Als „Schlüssel zu mehr Lohngerechtigkeit und gegen Tarifdumping“ in Thüringen bezeichnete der Wirtschaftspolitische Sprecher der SPD – Landtagsfraktion, Wolfgang Lemb, den heute im Kabinett beschlossenen Gesetzentwurf zu einem Vergabe- und Mittelstandsfördergesetz in Thüringen.
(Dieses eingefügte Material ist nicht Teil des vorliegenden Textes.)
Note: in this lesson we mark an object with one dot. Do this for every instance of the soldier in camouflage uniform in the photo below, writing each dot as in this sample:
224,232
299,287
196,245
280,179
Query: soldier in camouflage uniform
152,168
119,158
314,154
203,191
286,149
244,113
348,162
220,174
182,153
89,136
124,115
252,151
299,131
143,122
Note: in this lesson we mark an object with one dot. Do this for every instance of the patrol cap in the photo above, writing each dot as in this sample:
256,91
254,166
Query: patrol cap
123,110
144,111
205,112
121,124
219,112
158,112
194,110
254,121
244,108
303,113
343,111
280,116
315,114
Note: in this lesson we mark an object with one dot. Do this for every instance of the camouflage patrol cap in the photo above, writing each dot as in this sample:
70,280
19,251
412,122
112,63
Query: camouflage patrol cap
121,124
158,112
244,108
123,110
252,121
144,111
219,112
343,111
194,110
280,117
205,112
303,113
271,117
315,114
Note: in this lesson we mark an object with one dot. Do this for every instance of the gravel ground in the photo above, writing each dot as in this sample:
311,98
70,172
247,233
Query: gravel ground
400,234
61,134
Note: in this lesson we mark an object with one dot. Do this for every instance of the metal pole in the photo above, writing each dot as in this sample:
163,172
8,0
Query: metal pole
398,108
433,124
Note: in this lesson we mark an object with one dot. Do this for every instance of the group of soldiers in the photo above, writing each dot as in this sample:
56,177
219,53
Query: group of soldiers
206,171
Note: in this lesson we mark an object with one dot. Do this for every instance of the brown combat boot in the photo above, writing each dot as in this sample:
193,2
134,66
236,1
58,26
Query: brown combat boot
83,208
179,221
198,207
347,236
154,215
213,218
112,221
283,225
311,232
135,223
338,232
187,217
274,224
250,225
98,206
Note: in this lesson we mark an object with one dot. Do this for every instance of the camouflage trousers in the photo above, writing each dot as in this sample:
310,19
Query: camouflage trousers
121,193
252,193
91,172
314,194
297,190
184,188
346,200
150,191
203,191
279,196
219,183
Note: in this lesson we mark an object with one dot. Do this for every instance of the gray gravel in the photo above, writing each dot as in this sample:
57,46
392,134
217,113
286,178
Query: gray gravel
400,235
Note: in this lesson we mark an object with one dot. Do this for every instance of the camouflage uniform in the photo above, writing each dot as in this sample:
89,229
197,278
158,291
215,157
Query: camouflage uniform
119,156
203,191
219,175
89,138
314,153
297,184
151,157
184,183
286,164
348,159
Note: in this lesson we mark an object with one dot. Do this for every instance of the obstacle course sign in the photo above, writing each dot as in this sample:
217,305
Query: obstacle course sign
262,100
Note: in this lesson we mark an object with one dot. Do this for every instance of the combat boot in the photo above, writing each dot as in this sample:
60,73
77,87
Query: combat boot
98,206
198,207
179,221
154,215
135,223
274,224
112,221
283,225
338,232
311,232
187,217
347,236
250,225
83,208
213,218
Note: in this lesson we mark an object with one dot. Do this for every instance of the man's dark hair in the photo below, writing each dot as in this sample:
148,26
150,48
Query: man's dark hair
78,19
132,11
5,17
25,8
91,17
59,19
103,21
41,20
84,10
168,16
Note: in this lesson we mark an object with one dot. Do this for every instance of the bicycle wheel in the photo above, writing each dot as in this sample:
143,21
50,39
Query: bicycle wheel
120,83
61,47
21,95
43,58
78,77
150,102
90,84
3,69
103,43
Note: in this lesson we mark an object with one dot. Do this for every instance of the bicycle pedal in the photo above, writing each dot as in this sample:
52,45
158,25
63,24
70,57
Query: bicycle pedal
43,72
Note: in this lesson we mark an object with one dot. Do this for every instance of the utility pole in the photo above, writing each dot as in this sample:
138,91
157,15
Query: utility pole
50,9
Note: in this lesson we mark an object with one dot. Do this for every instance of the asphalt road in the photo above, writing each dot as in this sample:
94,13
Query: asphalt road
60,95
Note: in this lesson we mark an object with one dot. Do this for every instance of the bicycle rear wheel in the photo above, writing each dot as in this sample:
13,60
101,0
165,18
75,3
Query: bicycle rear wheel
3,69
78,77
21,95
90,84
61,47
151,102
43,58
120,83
„Ziel des neuen Vergabegesetzes ist es, ein zeitgemäßes und nachhaltiges Vergabegesetz für Thüringen zu schaffen, das die Interessen der Arbeitnehmer und deren sozialen und ökologischen Interessen, sowie die Belange der Wirtschaft, insbesondere des Thüringer Mittelstandes in einem ausgewogenen Verhältnis miteinander verbindet“, so Lemb.
So biete das Gesetz den „tariftreuen“ Unternehmen und den dort beschäftigten Mitarbeitern künftig die Sicherheit, bei öffentlichen Aufträgen nicht benachteiligt zu werden.
Im Bereich des Beschaffungswesens stelle die öffentliche Hand im Vergleich zu den privaten Auftraggebern aufgrund des enormen Auftragsvolumens den größten Nachfragesektor dar, der es ihr ermöglicht, eine wirtschaftspolitische, sozialpolitische und innovative Vorbildfunktion verantwortungsvoll wahrzunehmen, so Lemb.
„Das Gesetz trägt der Verantwortung der öffentlichen Auftraggeber dergestalt Rechnung, dass bei öffentlichen Auftragsvergaben ein fairer Wettbewerb gewährleistet wird und dabei soziale Standards eingehalten werden“, so der Abgeordnete.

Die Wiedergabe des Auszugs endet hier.